The order of operations has a lot to do with saving seconds on each step, because standing flat-footed while a pan is warming up is wasted time. In general, this is how it goes for one dish:

Two pans go down first to preheat.
Then the right plate for that dish in the oven to warm it.
Put oil and/or butter in one or both pans.
Cook the protein in its pan.
Assemble sauce or vegetable component in the other pan.
Transfer protein pan into the oven, take the plate out of the oven.
Garnish the plate.
Place the sauce or accompaniment on the plate.
Check protein for doneness, place on the plate.
Final garnish and wipe the plate.
Put the dish in the window.

Some of those steps might have recipes, like a sauce might be two ounces of this, one ounce of that, half an ounce of something else, and salt and pepper, or some vegetables should get salt and pepper, some don't. To cook two dishes at once, you'd have to shuffle, juggle, and intersperse the steps for the other dish (another two pans and a plate) in between and in addition to the steps above, without burning anything. Sometimes you have to omit something for one plate, whereas the other one gets it (e.g., by customer request). While it might not be rocket science, it ain't exactly one plus one, either. The best guys have three or four dishes working at once, often varying numbers servings of each one.

Of course, all this is going on in close quarters with other cooks, knives, hot ovens, splattering oil, flambees, hot pans, grill sparks, dishwasher guys bringing out stacks of clean dishes, and finished plates all crossing paths. On top of that, this particular kitchen is open, with diners right at a bar in front of us, so we also have to work cleanly and without outbursts.

Another point of interest is that at this restaurant, the terminology is "fire" when an order comes in for something that requires two-stage cooking, like a steak would be marked on the grill and held, then "pickup" is used when any dish is finished and plated. At the other restaurant where I interned, they used "fire" to mean finish and plate, so I still get those mixed up occasionally.

You may know that I'm a gadget freak, and I do have my own knife kit, which includes my preferred gadgets (a peeler, Microplane grater, a thermometer, a ceramic "steel", etc). But at this restaurant, they essentially don't provide any smallware tools at all.
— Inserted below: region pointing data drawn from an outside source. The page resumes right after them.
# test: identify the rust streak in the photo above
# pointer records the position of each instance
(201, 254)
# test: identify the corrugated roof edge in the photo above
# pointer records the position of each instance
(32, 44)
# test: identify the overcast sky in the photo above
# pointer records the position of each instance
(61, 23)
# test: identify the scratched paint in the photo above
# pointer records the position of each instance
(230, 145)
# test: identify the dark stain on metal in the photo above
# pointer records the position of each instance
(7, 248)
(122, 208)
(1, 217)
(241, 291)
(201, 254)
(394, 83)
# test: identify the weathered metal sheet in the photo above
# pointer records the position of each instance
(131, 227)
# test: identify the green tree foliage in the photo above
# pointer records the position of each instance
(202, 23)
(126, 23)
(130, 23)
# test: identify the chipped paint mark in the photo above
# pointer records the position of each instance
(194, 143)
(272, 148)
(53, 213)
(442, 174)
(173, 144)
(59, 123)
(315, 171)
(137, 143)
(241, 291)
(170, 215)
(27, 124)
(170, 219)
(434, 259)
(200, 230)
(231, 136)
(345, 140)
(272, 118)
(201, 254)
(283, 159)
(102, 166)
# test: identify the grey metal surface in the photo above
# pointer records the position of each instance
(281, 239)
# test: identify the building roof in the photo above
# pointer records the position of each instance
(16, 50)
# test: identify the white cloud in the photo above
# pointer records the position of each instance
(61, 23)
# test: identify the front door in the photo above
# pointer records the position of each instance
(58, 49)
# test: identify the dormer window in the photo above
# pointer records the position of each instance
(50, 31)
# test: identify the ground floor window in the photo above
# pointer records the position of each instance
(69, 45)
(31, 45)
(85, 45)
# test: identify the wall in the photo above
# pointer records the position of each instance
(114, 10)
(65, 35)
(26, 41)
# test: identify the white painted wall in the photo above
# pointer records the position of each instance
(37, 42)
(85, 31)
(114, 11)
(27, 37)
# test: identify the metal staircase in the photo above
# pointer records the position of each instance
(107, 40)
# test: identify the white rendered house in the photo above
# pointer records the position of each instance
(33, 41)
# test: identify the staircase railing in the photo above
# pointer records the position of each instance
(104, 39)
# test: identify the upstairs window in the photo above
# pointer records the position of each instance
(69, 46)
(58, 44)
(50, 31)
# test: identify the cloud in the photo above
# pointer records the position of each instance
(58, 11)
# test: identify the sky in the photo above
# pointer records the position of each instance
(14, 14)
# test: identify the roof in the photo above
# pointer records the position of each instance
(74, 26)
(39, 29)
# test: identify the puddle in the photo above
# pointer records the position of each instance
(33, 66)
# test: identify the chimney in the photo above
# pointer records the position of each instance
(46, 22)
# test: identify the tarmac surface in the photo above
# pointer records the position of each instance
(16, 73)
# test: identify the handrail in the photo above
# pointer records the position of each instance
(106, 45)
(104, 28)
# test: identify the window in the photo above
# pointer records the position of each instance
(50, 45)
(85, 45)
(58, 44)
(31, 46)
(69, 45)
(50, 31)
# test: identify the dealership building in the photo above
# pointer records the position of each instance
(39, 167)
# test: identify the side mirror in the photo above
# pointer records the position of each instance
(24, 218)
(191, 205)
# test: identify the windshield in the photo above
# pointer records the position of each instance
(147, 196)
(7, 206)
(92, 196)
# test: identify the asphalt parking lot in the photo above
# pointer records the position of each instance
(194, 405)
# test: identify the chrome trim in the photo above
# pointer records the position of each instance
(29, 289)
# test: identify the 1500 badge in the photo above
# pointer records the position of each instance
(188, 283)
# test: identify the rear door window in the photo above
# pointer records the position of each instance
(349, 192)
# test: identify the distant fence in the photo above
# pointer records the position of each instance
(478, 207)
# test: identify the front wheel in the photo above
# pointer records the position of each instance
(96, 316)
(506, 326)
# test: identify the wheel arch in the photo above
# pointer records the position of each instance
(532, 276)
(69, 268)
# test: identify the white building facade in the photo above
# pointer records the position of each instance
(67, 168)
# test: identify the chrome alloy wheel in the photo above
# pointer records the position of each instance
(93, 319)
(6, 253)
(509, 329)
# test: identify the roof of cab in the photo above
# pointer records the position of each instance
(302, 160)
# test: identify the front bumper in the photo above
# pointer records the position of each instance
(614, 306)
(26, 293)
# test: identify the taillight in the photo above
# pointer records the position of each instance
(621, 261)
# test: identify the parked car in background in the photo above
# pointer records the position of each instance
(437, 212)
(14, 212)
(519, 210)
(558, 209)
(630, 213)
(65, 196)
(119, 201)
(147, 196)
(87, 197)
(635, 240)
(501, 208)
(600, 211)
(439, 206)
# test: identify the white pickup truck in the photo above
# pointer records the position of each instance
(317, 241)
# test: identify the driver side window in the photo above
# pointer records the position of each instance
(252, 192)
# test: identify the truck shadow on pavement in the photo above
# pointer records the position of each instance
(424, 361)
I went out yesterday and got about a dozen ladles of various sizes, and am also bringing in three pairs of tongs and a whisk, which is what each one of those guys who works the station has. I'm all for cooks bringing in their own tools when it's something personal like knives, but standard 2 ounce ladles?!? I don't honestly know if that is common or not, but the fact that they push the responsibility for that back onto the very modestly paid cooks is a bit scandalous to me.

They're about to insert me into the regular schedule so that I work the station alone for a few nights a week, hopefully the slow nights.

Comments

I think that's kind of weird that they make you bring your own ladles.